Nous sommes très attentifs à certains sujets qui risquent d’évoluer avec la loi de finances pour 2025 : l’octroi de mer évidemment, la LODEOM sociale ou encore l’aide fiscale à l’investissement. En fonction des orientations qui seront prises, ce sont des sujets qui risquent d’impacter, voire de modifier les équilibres sur lesquels reposent nos activités.
Nous sommes également très soucieux des comportements des consommateurs, de la confiance qu’ils témoignent aux produits issus de l’industrie locale et du soutien qu’ils apportent à l’économie guadeloupéenne.

L’octroi de mer est le sujet de bien des discussions. Est-ce réellement le rempart contre la concurrence extérieure que l’on dit ?

Il est incontestable que cela coûte plus cher de produire de façon industrielle en milieu insulaire que dans un contexte continental, surtout lorsque vous êtes exposé aux mêmes normes. Par conséquent, nous préférons dire que l’octroi de mer permet de compenser les surcoûts auxquels est exposée l’industrie locale, et en cela le dispositif rétablit une forme de déséquilibre en contribuant à renforcer la compétitivité des productions issues de nos usines.
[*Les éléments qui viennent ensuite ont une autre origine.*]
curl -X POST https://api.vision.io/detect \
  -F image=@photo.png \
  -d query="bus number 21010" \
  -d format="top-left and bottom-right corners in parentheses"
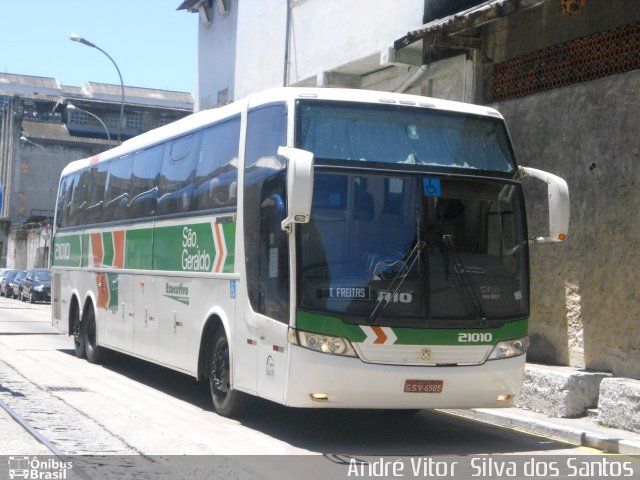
top-left (458, 332), bottom-right (493, 343)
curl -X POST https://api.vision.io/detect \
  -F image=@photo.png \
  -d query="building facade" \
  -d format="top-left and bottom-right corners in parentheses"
top-left (0, 73), bottom-right (193, 269)
top-left (179, 0), bottom-right (640, 379)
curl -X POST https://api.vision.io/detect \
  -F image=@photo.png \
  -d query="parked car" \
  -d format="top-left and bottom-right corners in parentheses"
top-left (11, 270), bottom-right (27, 298)
top-left (21, 268), bottom-right (51, 303)
top-left (0, 268), bottom-right (18, 297)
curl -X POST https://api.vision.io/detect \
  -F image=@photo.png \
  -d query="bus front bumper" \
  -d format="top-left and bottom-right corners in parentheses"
top-left (285, 345), bottom-right (525, 409)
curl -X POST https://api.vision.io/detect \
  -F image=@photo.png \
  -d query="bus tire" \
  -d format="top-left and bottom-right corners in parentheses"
top-left (82, 305), bottom-right (104, 363)
top-left (71, 302), bottom-right (87, 358)
top-left (209, 326), bottom-right (247, 417)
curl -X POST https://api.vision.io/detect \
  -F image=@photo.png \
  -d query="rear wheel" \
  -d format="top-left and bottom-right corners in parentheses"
top-left (83, 305), bottom-right (104, 363)
top-left (209, 327), bottom-right (247, 417)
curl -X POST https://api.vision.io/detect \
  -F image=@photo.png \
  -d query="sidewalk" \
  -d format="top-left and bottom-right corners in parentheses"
top-left (443, 407), bottom-right (640, 456)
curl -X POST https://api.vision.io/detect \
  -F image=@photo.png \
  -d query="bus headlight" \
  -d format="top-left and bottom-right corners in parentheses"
top-left (487, 337), bottom-right (529, 360)
top-left (289, 328), bottom-right (357, 357)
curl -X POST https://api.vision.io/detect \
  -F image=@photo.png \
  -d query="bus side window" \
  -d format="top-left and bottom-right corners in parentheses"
top-left (69, 169), bottom-right (92, 226)
top-left (244, 105), bottom-right (289, 322)
top-left (56, 175), bottom-right (77, 228)
top-left (191, 117), bottom-right (240, 210)
top-left (85, 162), bottom-right (107, 224)
top-left (156, 132), bottom-right (201, 215)
top-left (125, 144), bottom-right (164, 218)
top-left (102, 155), bottom-right (133, 222)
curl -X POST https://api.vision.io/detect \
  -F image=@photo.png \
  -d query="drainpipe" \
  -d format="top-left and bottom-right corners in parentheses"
top-left (282, 0), bottom-right (291, 87)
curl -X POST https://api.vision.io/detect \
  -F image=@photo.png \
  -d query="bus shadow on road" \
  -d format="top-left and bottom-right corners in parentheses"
top-left (61, 350), bottom-right (568, 456)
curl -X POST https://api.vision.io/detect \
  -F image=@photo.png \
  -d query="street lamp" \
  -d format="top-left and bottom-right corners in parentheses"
top-left (69, 33), bottom-right (124, 143)
top-left (67, 103), bottom-right (111, 143)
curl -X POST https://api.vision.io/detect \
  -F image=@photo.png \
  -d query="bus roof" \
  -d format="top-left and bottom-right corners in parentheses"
top-left (57, 87), bottom-right (502, 176)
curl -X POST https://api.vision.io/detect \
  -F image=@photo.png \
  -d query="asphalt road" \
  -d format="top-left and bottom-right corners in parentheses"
top-left (0, 298), bottom-right (632, 479)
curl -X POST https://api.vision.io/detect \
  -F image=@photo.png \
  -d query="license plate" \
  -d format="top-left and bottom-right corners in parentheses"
top-left (404, 380), bottom-right (444, 393)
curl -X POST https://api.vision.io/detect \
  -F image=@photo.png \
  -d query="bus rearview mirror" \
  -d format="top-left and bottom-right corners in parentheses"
top-left (278, 147), bottom-right (313, 232)
top-left (519, 167), bottom-right (569, 243)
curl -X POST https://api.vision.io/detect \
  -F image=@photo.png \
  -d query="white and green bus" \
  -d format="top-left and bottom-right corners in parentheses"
top-left (52, 88), bottom-right (569, 415)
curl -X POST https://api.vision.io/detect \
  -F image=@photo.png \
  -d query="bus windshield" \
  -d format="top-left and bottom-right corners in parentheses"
top-left (296, 101), bottom-right (516, 173)
top-left (298, 171), bottom-right (529, 326)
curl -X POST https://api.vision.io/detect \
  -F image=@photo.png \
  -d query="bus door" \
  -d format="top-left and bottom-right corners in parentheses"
top-left (130, 275), bottom-right (160, 362)
top-left (97, 273), bottom-right (134, 352)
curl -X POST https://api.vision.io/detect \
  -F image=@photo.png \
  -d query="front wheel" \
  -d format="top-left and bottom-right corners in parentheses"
top-left (209, 327), bottom-right (247, 417)
top-left (83, 306), bottom-right (104, 363)
top-left (71, 306), bottom-right (87, 358)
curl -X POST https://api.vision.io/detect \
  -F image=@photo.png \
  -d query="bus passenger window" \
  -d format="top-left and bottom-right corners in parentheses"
top-left (85, 162), bottom-right (107, 224)
top-left (191, 117), bottom-right (240, 210)
top-left (56, 174), bottom-right (77, 228)
top-left (69, 170), bottom-right (92, 226)
top-left (102, 155), bottom-right (133, 222)
top-left (156, 132), bottom-right (200, 215)
top-left (125, 145), bottom-right (164, 218)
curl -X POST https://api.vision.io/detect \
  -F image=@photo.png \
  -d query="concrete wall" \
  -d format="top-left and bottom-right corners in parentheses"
top-left (10, 139), bottom-right (98, 223)
top-left (197, 0), bottom-right (424, 106)
top-left (288, 0), bottom-right (424, 84)
top-left (492, 70), bottom-right (640, 378)
top-left (195, 1), bottom-right (240, 111)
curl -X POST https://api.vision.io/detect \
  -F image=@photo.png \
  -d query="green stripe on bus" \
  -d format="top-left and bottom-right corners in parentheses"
top-left (222, 223), bottom-right (236, 273)
top-left (124, 228), bottom-right (153, 270)
top-left (81, 233), bottom-right (91, 267)
top-left (102, 232), bottom-right (115, 267)
top-left (296, 310), bottom-right (367, 342)
top-left (296, 310), bottom-right (529, 345)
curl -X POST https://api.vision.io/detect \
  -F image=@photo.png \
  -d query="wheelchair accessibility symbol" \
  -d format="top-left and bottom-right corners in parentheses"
top-left (422, 177), bottom-right (440, 197)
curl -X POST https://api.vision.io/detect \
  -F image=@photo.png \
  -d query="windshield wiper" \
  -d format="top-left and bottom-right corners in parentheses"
top-left (369, 240), bottom-right (425, 323)
top-left (442, 235), bottom-right (486, 322)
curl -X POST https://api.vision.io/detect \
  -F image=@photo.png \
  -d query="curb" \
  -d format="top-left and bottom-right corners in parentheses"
top-left (440, 409), bottom-right (640, 456)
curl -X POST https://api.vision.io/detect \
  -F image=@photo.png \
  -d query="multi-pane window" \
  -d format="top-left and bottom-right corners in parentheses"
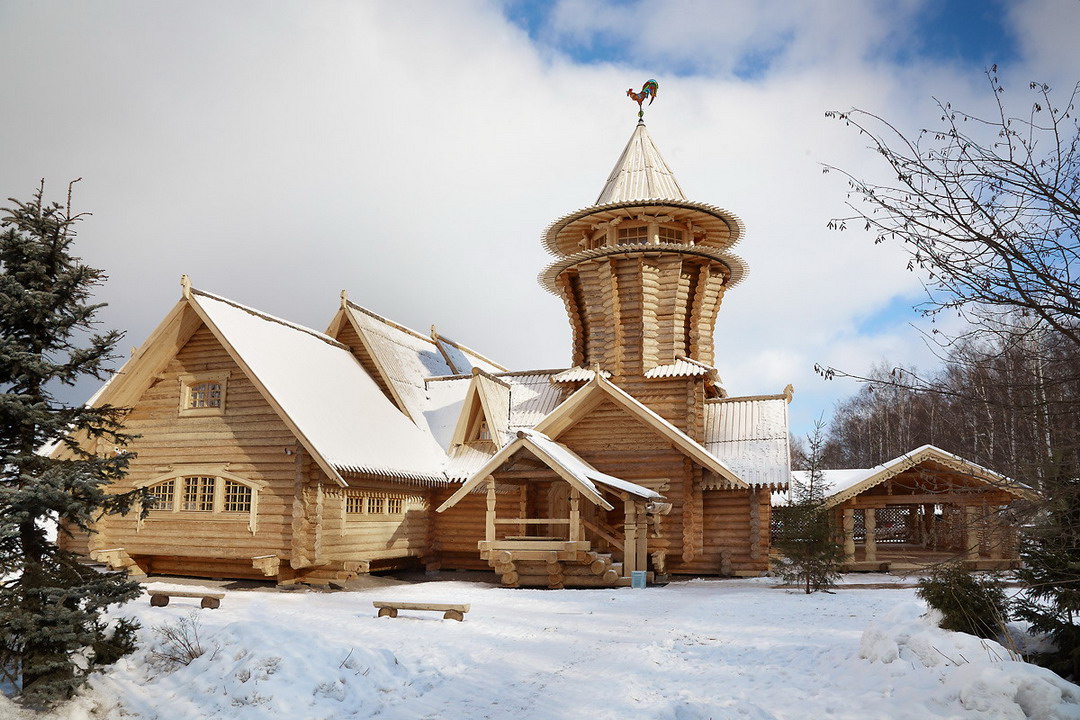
top-left (660, 226), bottom-right (683, 243)
top-left (147, 480), bottom-right (176, 510)
top-left (616, 225), bottom-right (649, 245)
top-left (179, 370), bottom-right (229, 417)
top-left (221, 480), bottom-right (252, 513)
top-left (188, 382), bottom-right (222, 408)
top-left (180, 477), bottom-right (215, 513)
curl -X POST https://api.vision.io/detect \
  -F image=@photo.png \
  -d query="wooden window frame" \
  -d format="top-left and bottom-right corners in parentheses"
top-left (657, 225), bottom-right (686, 245)
top-left (135, 463), bottom-right (267, 535)
top-left (179, 370), bottom-right (229, 417)
top-left (615, 225), bottom-right (649, 245)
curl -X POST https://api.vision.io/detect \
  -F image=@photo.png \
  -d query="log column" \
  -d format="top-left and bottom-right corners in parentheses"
top-left (863, 507), bottom-right (877, 562)
top-left (963, 505), bottom-right (982, 561)
top-left (569, 488), bottom-right (581, 543)
top-left (622, 499), bottom-right (638, 578)
top-left (484, 475), bottom-right (495, 543)
top-left (636, 503), bottom-right (649, 570)
top-left (843, 507), bottom-right (855, 563)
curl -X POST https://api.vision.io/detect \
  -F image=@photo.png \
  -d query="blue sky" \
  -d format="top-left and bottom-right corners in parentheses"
top-left (0, 0), bottom-right (1080, 440)
top-left (504, 0), bottom-right (1017, 81)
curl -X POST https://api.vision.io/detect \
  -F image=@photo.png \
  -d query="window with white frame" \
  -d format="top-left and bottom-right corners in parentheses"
top-left (616, 225), bottom-right (649, 245)
top-left (180, 476), bottom-right (217, 513)
top-left (342, 490), bottom-right (414, 521)
top-left (136, 464), bottom-right (266, 533)
top-left (658, 226), bottom-right (684, 243)
top-left (180, 371), bottom-right (229, 416)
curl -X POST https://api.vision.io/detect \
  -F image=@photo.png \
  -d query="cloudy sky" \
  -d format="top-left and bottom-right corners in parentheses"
top-left (0, 0), bottom-right (1080, 433)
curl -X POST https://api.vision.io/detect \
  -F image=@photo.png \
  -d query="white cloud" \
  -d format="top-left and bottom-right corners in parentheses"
top-left (0, 0), bottom-right (1077, 440)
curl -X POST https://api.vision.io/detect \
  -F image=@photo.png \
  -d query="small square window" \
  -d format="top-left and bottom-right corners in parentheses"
top-left (221, 480), bottom-right (252, 513)
top-left (188, 382), bottom-right (221, 408)
top-left (180, 372), bottom-right (229, 416)
top-left (616, 225), bottom-right (649, 245)
top-left (345, 495), bottom-right (364, 515)
top-left (147, 480), bottom-right (176, 511)
top-left (180, 477), bottom-right (215, 513)
top-left (660, 227), bottom-right (683, 243)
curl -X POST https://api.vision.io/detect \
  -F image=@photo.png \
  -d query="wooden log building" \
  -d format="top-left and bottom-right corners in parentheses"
top-left (57, 113), bottom-right (1019, 587)
top-left (773, 445), bottom-right (1034, 571)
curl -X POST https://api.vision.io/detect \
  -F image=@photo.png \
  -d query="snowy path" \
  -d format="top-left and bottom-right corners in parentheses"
top-left (8, 580), bottom-right (1080, 720)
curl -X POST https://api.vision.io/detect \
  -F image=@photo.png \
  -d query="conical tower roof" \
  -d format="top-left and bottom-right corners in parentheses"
top-left (596, 120), bottom-right (687, 205)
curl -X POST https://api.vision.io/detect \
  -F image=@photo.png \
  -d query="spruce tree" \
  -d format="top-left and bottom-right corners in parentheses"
top-left (0, 181), bottom-right (139, 707)
top-left (1013, 464), bottom-right (1080, 682)
top-left (774, 420), bottom-right (843, 595)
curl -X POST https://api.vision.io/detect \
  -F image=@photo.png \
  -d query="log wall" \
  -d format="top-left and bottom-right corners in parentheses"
top-left (431, 488), bottom-right (490, 570)
top-left (322, 487), bottom-right (430, 562)
top-left (678, 490), bottom-right (771, 575)
top-left (556, 250), bottom-right (726, 376)
top-left (83, 327), bottom-right (313, 576)
top-left (557, 402), bottom-right (693, 572)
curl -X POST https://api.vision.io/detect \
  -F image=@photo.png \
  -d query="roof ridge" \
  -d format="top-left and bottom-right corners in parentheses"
top-left (191, 287), bottom-right (349, 350)
top-left (432, 331), bottom-right (507, 371)
top-left (346, 300), bottom-right (435, 344)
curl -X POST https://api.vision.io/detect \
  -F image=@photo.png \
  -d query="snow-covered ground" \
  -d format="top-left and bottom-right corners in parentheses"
top-left (0, 573), bottom-right (1080, 720)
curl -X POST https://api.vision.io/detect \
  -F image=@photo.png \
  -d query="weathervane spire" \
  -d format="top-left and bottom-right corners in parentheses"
top-left (626, 80), bottom-right (660, 122)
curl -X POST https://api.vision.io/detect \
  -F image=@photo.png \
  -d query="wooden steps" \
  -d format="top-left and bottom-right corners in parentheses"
top-left (491, 551), bottom-right (630, 589)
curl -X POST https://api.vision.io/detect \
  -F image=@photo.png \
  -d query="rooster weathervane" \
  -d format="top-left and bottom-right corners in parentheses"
top-left (626, 80), bottom-right (660, 122)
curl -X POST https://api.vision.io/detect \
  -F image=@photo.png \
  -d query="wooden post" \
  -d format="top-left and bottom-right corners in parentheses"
top-left (963, 505), bottom-right (981, 561)
top-left (843, 507), bottom-right (855, 562)
top-left (622, 498), bottom-right (637, 578)
top-left (569, 488), bottom-right (582, 543)
top-left (863, 507), bottom-right (877, 562)
top-left (636, 503), bottom-right (649, 570)
top-left (987, 507), bottom-right (1004, 560)
top-left (517, 483), bottom-right (531, 535)
top-left (484, 475), bottom-right (495, 543)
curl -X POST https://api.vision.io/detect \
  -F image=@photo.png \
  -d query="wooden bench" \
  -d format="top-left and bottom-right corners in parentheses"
top-left (147, 590), bottom-right (225, 609)
top-left (372, 600), bottom-right (469, 623)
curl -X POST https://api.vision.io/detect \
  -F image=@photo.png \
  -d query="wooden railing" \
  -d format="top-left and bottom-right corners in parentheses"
top-left (581, 518), bottom-right (623, 551)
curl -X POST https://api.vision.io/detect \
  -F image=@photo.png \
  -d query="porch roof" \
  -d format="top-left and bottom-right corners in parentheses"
top-left (435, 430), bottom-right (663, 513)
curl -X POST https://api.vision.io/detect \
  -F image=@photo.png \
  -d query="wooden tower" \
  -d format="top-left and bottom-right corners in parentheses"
top-left (540, 120), bottom-right (746, 382)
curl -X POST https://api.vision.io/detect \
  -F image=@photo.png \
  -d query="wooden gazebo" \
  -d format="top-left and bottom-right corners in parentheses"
top-left (436, 431), bottom-right (662, 587)
top-left (796, 445), bottom-right (1031, 571)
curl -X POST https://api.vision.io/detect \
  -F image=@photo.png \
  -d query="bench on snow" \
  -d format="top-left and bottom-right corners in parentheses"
top-left (372, 600), bottom-right (469, 623)
top-left (147, 590), bottom-right (225, 609)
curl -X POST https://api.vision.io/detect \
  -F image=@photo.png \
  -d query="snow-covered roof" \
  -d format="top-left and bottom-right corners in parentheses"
top-left (704, 396), bottom-right (791, 488)
top-left (772, 445), bottom-right (1030, 507)
top-left (596, 121), bottom-right (687, 205)
top-left (551, 367), bottom-right (611, 382)
top-left (436, 430), bottom-right (663, 513)
top-left (535, 375), bottom-right (747, 488)
top-left (191, 290), bottom-right (446, 480)
top-left (507, 371), bottom-right (568, 431)
top-left (518, 430), bottom-right (663, 500)
top-left (645, 357), bottom-right (716, 379)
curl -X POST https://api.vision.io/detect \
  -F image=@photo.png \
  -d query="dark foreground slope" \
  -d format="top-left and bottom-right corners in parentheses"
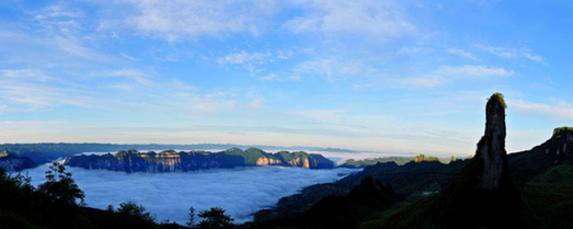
top-left (254, 94), bottom-right (573, 228)
top-left (0, 165), bottom-right (181, 229)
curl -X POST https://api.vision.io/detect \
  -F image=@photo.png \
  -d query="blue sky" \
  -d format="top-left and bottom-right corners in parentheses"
top-left (0, 0), bottom-right (573, 155)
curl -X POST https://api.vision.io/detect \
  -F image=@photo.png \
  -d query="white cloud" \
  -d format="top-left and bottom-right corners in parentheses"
top-left (27, 165), bottom-right (351, 224)
top-left (284, 0), bottom-right (416, 39)
top-left (523, 53), bottom-right (545, 63)
top-left (398, 65), bottom-right (514, 88)
top-left (217, 50), bottom-right (272, 64)
top-left (115, 0), bottom-right (274, 40)
top-left (292, 58), bottom-right (377, 79)
top-left (508, 100), bottom-right (573, 120)
top-left (477, 45), bottom-right (545, 63)
top-left (108, 69), bottom-right (152, 86)
top-left (247, 98), bottom-right (264, 109)
top-left (446, 48), bottom-right (479, 61)
top-left (438, 65), bottom-right (513, 77)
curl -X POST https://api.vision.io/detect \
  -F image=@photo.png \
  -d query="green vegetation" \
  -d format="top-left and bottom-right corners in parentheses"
top-left (197, 208), bottom-right (234, 229)
top-left (117, 201), bottom-right (155, 223)
top-left (414, 154), bottom-right (440, 163)
top-left (489, 92), bottom-right (507, 108)
top-left (37, 162), bottom-right (85, 205)
top-left (553, 126), bottom-right (573, 137)
top-left (523, 164), bottom-right (573, 228)
top-left (340, 157), bottom-right (414, 168)
top-left (0, 164), bottom-right (179, 229)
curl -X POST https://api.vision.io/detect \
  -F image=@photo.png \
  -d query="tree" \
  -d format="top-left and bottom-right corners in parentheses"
top-left (117, 201), bottom-right (155, 222)
top-left (199, 207), bottom-right (233, 229)
top-left (38, 162), bottom-right (85, 205)
top-left (187, 207), bottom-right (196, 228)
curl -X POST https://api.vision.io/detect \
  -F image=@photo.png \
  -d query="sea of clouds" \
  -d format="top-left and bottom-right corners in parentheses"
top-left (24, 165), bottom-right (356, 224)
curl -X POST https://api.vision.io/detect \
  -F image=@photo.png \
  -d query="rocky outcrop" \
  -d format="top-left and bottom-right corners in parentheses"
top-left (0, 151), bottom-right (36, 171)
top-left (424, 93), bottom-right (528, 228)
top-left (475, 91), bottom-right (508, 190)
top-left (509, 127), bottom-right (573, 185)
top-left (64, 148), bottom-right (334, 173)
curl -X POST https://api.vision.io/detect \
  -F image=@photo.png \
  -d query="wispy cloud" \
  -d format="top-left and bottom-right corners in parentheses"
top-left (292, 58), bottom-right (377, 80)
top-left (477, 45), bottom-right (545, 63)
top-left (446, 48), bottom-right (480, 61)
top-left (508, 100), bottom-right (573, 120)
top-left (438, 65), bottom-right (513, 77)
top-left (284, 0), bottom-right (416, 39)
top-left (217, 50), bottom-right (272, 64)
top-left (108, 69), bottom-right (152, 86)
top-left (398, 65), bottom-right (514, 88)
top-left (111, 0), bottom-right (274, 40)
Les importateurs, les grossistes, les distributeurs sont pointés du doigt comme étant les premiers responsables des prix élevés de certains produits. Qu’en dites- vous ?

Il y a plusieurs intervenants dans la chaine de formation du prix final d’un produit jusqu’à sa mise en rayon. La logique qui est la nôtre est la suivante : moins il y aura d’intervenants entre le producteur et le consommateur, plus les prix baisseront.

Retirer l’étiquette CE ne va-t-il pas inciter à importer des matériaux de construction de pays tiers (Chine, Inde, Asie) plutôt que de soutenir des produits locaux, rares il est vrai ?

La dérogation que vient d’accorder le Parlement européen concernant l’importation de produits de construction répond à une demande exprimée par les professionnels du BTP, et concerne pour la Guadeloupe, Saint-Martin, La Martinique, La Guyane et la Réunion, que les produits issus de nos environnements géographiques respectifs, donc il n’y a pas vraiment de crainte à ce niveau étant donné que la mesure est bornée. Nous l’analysons comme un pas supplémentaire dans notre intégration régionale.

L’insécurité est contraire à la bonne marche des entreprises. Que dites-vous à Gérald Darmanin qui est actuellement en Guadeloupe ?

Les dimensions économiques et sociétales sont intimement liées. Il est clair que si nous sommes en voie de délitement, la Guadeloupe deviendrait un territoire de moins en moins attractif, donc accueillerait de moins en moins d’activités et de moins en moins d’investissements. Nous pensons que tout doit être fait pour redonner de l’attractivité à notre Guadeloupe, pour que ses jeunes reviennent s’y installer pour travailler, pour que des touristes fassent le choix d’y séjourner, pour que les familles et les retraités y vivent dans des conditions de sécurité optimales.
Nous souhaitons que l’État soit à nos côtés pour parvenir à créer ces conditions.